Source: Alternative Press magazine
Issue:
Date: Jul, 1994
Subject: Interview - Kilbey, Willson-Piper


ANOTHER UNCOMMON DENOMINATION
AFTER TWO YEARS, THE CHURCH ARE HOLDING SERVICE AGAIN.
THEIR NEW ALBUM "SOMETIME ANYWHERE"
FINDS A FEW LESS IN THE CONGREGATION.
BY ADRIAN HEALEY

 

After a two year siesta in the wilderness, and the shock departure of founding guitarist Peter Koppes, the Church have re-grouped and returned with a new studio album, "Sometime Anywhere" (on Arista), which was written, recorded and mixed in just two months last summer. Now down to a duo of Marty Willson-Piper on guitars and Steve Kilbey on bass and vocals, the Church operate transglobally with Willson-Piper residing in Stockholm and Kilbey in Sydney.

"I think Peter had been unhappy for quite some time and was philosophically at odds with the whole project," reckons Marty. "I think he felt that Steve and I were either getting too much attention, or not paying enough attention to the band. Steve and I do tend to go off and do lots of other things as well..."

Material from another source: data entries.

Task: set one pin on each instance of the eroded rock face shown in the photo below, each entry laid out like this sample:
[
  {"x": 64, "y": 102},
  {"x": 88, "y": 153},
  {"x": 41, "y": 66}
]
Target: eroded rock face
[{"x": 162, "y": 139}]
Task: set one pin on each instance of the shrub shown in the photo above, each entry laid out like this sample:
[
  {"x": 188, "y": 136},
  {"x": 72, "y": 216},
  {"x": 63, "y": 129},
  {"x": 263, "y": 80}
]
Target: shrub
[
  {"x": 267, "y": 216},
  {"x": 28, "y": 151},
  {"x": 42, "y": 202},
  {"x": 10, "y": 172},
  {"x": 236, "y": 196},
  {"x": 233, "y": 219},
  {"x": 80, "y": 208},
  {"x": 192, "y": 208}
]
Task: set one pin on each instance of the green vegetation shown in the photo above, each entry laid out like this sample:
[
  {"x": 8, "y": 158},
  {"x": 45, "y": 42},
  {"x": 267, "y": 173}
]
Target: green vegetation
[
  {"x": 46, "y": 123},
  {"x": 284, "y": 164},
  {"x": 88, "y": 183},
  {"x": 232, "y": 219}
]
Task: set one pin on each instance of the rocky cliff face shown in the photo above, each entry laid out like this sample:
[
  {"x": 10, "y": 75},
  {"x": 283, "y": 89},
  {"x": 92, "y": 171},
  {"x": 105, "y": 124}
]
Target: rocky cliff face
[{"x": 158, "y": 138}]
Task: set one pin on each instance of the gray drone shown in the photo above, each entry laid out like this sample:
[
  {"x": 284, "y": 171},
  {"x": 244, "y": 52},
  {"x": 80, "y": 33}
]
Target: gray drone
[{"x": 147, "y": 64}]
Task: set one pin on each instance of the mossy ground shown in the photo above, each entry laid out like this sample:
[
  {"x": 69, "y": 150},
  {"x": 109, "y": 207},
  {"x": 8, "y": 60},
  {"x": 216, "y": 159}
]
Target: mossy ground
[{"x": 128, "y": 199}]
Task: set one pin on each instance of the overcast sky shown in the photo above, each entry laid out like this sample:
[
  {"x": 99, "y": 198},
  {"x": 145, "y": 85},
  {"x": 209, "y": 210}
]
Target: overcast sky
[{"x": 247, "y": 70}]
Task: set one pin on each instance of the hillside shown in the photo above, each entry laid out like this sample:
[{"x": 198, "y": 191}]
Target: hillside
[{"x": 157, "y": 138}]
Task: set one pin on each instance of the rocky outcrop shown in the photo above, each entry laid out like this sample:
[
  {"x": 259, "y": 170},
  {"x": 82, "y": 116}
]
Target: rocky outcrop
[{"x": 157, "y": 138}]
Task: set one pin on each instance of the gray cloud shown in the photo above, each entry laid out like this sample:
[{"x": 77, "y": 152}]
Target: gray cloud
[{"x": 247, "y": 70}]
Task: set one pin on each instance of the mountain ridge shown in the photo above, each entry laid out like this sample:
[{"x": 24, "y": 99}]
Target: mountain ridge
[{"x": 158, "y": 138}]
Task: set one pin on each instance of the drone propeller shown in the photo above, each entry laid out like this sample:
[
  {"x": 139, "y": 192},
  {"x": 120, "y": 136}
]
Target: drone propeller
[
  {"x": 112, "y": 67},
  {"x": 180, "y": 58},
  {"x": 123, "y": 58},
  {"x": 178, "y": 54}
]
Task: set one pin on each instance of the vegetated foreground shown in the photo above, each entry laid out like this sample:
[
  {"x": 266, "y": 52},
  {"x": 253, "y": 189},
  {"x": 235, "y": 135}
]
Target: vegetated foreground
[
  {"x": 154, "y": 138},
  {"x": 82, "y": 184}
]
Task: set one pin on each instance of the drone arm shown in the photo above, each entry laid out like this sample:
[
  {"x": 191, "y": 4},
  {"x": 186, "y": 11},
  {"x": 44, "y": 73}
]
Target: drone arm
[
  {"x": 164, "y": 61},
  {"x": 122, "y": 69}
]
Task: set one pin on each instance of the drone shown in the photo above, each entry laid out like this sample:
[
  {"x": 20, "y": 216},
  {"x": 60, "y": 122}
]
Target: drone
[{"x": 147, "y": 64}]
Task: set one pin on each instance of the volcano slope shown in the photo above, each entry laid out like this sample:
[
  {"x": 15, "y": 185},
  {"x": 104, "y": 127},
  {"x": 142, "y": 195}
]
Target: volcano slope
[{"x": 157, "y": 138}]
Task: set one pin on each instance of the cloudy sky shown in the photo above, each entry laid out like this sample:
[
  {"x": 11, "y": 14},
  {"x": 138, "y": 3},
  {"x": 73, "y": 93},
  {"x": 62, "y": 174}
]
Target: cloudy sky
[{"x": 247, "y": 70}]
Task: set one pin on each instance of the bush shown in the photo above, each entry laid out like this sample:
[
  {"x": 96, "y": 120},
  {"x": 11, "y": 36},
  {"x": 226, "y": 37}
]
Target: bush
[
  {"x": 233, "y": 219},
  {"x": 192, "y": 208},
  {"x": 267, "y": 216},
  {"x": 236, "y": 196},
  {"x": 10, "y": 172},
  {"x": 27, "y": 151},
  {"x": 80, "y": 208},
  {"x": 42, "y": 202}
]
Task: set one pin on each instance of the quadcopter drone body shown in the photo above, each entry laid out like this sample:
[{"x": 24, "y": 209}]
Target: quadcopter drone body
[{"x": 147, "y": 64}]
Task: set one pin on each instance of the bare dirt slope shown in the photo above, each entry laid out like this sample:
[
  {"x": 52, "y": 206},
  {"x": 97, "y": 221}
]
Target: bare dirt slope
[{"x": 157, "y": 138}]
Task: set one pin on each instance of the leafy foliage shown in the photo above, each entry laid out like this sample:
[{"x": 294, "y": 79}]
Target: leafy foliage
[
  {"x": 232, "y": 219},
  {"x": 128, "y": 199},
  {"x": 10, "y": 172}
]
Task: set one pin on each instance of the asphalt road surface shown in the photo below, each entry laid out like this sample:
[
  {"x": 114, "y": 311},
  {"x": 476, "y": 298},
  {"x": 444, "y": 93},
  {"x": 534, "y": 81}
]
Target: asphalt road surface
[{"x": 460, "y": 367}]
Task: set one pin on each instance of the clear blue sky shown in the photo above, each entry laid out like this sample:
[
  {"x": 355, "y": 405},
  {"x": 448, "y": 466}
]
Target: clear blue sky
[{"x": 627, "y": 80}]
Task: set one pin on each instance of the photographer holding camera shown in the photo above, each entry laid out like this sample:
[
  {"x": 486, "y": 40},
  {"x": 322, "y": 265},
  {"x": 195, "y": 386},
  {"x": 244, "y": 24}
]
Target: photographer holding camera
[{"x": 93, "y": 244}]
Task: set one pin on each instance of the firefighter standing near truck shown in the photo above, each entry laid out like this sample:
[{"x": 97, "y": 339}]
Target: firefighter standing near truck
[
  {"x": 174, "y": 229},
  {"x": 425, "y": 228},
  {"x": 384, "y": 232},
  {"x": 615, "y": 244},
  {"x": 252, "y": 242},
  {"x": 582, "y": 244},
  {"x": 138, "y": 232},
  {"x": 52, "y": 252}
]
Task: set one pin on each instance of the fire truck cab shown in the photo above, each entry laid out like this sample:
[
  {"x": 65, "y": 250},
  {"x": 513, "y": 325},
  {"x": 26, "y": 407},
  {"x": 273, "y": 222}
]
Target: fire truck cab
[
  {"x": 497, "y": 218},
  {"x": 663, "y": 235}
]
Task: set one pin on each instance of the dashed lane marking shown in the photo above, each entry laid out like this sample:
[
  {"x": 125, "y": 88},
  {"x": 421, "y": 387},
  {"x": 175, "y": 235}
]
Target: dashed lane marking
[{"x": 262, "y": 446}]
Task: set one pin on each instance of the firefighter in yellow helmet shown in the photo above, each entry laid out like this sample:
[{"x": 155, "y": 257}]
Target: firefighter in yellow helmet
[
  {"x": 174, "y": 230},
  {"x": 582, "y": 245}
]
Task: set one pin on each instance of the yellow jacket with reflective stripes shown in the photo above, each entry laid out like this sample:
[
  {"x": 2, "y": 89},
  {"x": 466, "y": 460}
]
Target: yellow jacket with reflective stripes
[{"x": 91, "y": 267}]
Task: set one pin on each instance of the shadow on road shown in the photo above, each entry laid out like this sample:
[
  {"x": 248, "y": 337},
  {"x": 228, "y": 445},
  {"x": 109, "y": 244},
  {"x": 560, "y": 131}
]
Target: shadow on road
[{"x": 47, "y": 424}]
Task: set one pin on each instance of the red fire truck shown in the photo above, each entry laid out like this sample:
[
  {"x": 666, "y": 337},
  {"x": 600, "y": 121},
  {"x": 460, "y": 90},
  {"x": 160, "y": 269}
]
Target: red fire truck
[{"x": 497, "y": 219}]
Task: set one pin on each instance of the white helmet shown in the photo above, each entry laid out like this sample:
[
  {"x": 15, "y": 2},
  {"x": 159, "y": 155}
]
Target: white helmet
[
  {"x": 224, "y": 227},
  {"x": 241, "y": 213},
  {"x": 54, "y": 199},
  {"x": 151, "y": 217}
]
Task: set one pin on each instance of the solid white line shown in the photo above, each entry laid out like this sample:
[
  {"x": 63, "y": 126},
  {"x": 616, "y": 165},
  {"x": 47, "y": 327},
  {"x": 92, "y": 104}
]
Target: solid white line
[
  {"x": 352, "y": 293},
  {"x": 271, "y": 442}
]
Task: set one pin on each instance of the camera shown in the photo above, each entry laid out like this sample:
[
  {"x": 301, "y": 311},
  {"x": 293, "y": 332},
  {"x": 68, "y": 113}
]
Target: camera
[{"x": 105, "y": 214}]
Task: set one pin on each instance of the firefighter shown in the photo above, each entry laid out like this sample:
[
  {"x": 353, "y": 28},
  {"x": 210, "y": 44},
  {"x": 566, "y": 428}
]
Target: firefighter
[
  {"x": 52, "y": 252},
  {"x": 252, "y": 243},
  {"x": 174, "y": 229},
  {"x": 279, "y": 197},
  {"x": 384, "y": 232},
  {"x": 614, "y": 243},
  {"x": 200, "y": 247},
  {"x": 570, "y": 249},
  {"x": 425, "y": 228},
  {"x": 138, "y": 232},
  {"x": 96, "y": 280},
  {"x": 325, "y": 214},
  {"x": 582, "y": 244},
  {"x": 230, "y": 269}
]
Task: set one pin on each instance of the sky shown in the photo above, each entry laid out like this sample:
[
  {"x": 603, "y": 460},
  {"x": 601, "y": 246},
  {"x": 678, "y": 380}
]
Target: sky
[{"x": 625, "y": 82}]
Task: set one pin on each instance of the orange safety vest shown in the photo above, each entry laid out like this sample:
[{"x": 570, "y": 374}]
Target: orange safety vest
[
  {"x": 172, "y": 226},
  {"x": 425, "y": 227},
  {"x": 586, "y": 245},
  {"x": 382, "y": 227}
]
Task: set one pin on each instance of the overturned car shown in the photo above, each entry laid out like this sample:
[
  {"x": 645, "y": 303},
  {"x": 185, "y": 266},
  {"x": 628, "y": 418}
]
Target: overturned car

Literally hours before the Church's last tour in Australia in 1992, Koppes announced his intentions, and despite staying on for the tour's duration, quit immediately afterwards. So was there any possibility that this might signal the end of the Church?

"Absolutely not," retorts Steve. "We still had the enthusiasm and the identity, and Peter certainly wasn't totally necessary to the thing being called the Church."

"To be honest," adds Marty, "it never worried me at all. Steve and I can always sit down and write a great song together."

Which is precisely what they did a year later when Marty joined Steve in his Sydney studio along with producer Dare Mason to work on "Sometime Anywhere". However, this album was done very differently than previous Church releases.

"There was no three months in rehearsal hacking the songs into shape," explains Steve. "We went into the studio and wrote straight onto the tape recorder. A lot of the stuff you can hear on the album now was literally being played for the first time. It's a very experimental album."

It was an experience Marty thoroughly enjoyed. "The recording was actually easier because there were less people to have a problem with something and less people to find a part for themselves."

As a result, the album finds the Church sounding fresh and invigorated, as well as more immediate than ever before. From the radio-friendly "Loveblind", the dreamscape of "Fly Home", the quasi-psychedelic "Business Woman", and the heavily dance-oriented "Angelica", the scope of the album is immense. Full of great melodies and buckets of melancholy, "Sometime Anywhere" also retains that age-old Church characteristic of being decidedly awkward to categorize. All the same, albums that encompass so many different musical styles are usually a bit thin on the ground.

"I don't know about records these days that are all one thing," counters Marty. "I don't see why Lush have to sound the same in every song, and I don't see why Soundgarden have to have that guy screaming his guts out all the time. Actually, I really don't care and I would still go out and probably buy those records. The thing about the Beatles was that they could put "Helter Skelter" and "Martha My Dear" on the same album. To me, that is perfect creative and artistic success. I mean, nobody ever said 'Well, i like this Picasso guy, but he really should leave this new-fangled cubism alone,' did they?"

But isn't it really difficult to marry creative freedom with the immense pressure to obtain commercial success and have hit singles?

"Steve's got a studio, I've got a studio, and we've got a hardcore following all over the world," points out Marty. "It really doesn't matter to us whether we have a hit or not. It matters to the record company, and the people we owe money, and that's fair enough. But for us, it's not winning the race, but being in the race which is important. We are extremely fortunate because there are not that many bands in the world in our position."

And to what do they attribute their longevity? Remember these guys have now been going for fourteen years - "Sometime Anywhere" is their ninth studio album, and the duo are so prolific that Arista is making a bonus disc of songs available only in the first pressing of the album.

"There was never any reason to break up," confirms Steve. "It always feels like we've still got one more really good album left in us, and I still have that feeling today. I think that we are actually getting better with age, and we'll keep it together until we make a record that we both consider to be really disgusting."

On the evidence provided with "Sometime Anywhere", this seems highly unlikely to happen in the 20th century. Expect a tour with a six-or seven-piece "band" featuring a violinist and a trumpet player, that will play some intimate and exotic settings.